You might launch with 25 incentivized reviews, but immediately start soliciting more reviews from regular purchasers. You can also encourage participation through recognition rather than incentives. Maybe you notify people when their review helps another shopper. Maybe you award badges when contributors reach milestones. People like to feel they’re making a difference and working toward something.
Leveraging incentivized reviews and providing trust signals to the consumer is a delicate balance. If you have two five-star reviews, no one’s going to trust that. At the same time, if you have a large number of incentivized reviews but no regular, non-incentivized reviews, shoppers won’t trust that either.
How does personalization play into UGC? Do you find that too much personalization can start to feel opaque or reduce trust?
I don’t know that personalization reduces trust. I think it’s more that a reduction in authenticity can reduce trust in things like AI. There are concerns about bot attacks and AI-generated reviews. After a while, they all start sounding the same. We had situations where reviews were submitted as slight variations of one another, and it was obvious they weren’t authentic. We had to build controls to determine where reviews came from, when they were written, and whether patterns suggested fraud. For example, one change we made was requiring users to be logged in to an account before they could submit reviews.
What creative or unique ways have you found to build a contributor community and accelerate your flywheel?
We gave top contributor badges to people who read or wrote the most reviews. But we also introduced category expertise badges, such as electronics expert or cooking expert. If someone is a cooking expert, you may place more weight on their cooking-related reviews than their apparel reviews. These designations helped contributors feel recognized and encouraged them to continue participating. We vetted them on both purchase history and review activity.
Influencers and the role of consumer confidence
What do you see for the future of user-generated content? Where is it going, in your opinion?
UGC is definitely moving away from written content on retailer websites. Social commerce, social content, and social media are becoming increasingly important.
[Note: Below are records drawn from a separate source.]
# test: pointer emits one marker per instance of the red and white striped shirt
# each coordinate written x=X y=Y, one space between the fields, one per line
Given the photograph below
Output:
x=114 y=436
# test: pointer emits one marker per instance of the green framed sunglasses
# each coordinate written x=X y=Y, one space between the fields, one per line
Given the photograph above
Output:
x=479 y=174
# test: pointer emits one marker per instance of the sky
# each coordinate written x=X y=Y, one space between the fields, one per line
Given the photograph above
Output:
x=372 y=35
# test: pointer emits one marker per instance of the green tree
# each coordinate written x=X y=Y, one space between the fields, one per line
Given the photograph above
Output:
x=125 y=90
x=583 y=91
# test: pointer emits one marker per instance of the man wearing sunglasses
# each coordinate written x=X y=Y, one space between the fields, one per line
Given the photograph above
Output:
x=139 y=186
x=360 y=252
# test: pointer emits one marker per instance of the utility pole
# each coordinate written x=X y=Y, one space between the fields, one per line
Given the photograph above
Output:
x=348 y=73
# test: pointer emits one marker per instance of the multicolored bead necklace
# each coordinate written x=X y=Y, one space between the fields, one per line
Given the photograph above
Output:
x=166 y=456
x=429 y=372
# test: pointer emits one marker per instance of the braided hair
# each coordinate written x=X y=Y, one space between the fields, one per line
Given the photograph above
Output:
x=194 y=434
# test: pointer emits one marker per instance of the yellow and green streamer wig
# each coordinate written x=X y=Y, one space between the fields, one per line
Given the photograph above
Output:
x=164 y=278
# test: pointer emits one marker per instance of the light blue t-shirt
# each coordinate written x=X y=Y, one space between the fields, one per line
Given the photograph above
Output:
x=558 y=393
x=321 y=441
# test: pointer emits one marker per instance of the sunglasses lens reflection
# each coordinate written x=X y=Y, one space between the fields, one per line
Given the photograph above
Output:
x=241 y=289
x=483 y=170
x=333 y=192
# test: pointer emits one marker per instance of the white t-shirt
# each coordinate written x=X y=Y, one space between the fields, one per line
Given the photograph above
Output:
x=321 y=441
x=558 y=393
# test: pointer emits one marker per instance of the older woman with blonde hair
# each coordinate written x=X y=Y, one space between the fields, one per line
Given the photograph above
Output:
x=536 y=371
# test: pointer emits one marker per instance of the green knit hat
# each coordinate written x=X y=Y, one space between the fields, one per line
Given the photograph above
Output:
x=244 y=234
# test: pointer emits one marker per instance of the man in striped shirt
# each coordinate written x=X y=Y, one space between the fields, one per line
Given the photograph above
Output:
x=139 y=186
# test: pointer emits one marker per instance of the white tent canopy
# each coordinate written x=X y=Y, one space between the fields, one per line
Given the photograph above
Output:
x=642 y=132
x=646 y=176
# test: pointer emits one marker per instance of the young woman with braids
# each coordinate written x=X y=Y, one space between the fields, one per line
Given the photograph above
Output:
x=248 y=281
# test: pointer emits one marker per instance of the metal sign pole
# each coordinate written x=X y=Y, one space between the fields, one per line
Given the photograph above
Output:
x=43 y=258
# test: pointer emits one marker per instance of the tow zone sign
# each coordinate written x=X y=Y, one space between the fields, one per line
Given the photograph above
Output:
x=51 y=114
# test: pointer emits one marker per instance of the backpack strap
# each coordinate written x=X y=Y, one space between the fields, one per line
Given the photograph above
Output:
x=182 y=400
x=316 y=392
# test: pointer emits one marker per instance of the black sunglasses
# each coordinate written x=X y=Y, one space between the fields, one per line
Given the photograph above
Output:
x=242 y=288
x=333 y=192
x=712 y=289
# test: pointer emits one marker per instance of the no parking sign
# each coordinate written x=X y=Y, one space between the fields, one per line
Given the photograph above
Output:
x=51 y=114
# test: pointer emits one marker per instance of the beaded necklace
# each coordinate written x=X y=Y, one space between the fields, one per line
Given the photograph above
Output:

Retailers are partnering with social platforms and influencers because content is moving to TikTok, Instagram, and other channels. Retailers want to bring shoppers from that content directly into purchasing experiences.
The question becomes: who are the influencers that can provide objective commentary while also attracting an audience? And a lot of times, brands end up having some type of compensation for those influencers because of what their public reviews are worth.
When you think about ‘transformative customer experiences,’ what actually changes for the user when UGC is done well?
The biggest thing is confidence. UGC helps customers feel they’re purchasing the right thing. It can reduce return rates because consumers have more information before they buy. Beyond reviews, things like virtual fit tools and photos from real users help shoppers understand what a product will actually look like and feel like. The goal is to make customers feel closer to the experience they’d have in a physical store. UGC helps people become more comfortable making purchases they have to trust before they can actually see or touch the product.